WASHINGTON (Reuters) – A retired U.S. ambassador has gone to Sudan to try to help settle north-south disputes on sharing wealth and power ahead of a referendum on independence for the south, the U.S. State Department said on Wednesday.
The two sides need to resolve sensitive issues including demarcating the border, defining citizenship and sharing oil and Nile waters in the case of either result in the January 9, 2011 referendum -- secession or unity.
The plebiscite culminates the 2005 Comprehensive Peace Agreement (CPA) which ended Africa's longest civil war. The conflict claimed 2 million lives, mostly through hunger and disease, and destabilized much of east Africa.
Princeton Lyman, former U.S. ambassador to Nigeria and South Africa, left for Sudan on Tuesday as part of a beefed up U.S. team trying to help the two sides ahead of the referendum, which most analysts believe will lead to southern secession.
"Ambassador Lyman will provide a senior-level presence in Sudan dedicated specifically to working with the CPA parties to reach consensus on outstanding CPA implementation issues, such as citizenship, border demarcation and resource sharing," said State Department spokesman Mark Toner.

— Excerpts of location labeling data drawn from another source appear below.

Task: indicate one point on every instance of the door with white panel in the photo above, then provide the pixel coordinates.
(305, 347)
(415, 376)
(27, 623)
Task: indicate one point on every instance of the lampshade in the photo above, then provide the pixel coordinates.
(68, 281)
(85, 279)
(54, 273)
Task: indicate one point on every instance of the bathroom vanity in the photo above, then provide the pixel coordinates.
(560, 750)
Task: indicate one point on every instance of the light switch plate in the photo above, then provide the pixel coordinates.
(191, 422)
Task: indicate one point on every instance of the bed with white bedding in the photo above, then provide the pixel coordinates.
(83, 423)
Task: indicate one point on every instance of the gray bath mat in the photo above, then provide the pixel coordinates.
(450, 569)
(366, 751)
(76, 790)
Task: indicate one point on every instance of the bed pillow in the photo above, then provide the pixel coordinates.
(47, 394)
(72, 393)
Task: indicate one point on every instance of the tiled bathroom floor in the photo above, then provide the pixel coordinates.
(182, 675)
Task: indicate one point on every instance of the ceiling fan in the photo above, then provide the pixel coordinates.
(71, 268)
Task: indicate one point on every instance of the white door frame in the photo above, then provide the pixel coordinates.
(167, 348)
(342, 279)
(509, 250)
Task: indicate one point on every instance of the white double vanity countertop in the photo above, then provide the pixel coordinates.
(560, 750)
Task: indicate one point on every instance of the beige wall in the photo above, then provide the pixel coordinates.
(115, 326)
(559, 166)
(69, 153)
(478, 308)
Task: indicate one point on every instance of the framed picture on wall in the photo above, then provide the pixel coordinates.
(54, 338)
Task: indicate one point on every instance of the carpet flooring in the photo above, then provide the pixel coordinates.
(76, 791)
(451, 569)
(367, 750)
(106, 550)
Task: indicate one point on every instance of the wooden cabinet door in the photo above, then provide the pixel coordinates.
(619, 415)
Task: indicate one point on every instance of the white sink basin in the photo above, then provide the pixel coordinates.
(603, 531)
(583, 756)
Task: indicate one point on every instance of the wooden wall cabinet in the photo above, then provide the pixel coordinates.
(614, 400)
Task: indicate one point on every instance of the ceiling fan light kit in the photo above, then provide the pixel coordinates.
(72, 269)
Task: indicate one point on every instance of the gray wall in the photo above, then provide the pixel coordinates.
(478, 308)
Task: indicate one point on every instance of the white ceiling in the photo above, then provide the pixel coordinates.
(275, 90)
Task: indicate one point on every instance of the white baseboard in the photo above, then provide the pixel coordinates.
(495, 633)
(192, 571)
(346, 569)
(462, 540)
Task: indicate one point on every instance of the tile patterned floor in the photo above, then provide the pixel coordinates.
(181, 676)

The State Department said Lyman left to join U.S. special envoy Scott Gration for talks with both sides this week. Lyman will shuttle between Khartoum and Juba, with periodic consultations in Washington.
Analysts agree time is running short especially on defining the border, a problem similar to the one which sparked conflict between neighboring Eritrea and Ethiopia when they separated.
Most of Sudan's oil wealth is believed to lie along the disputed north-south border, and defining the frontier has remained in deadlock for years.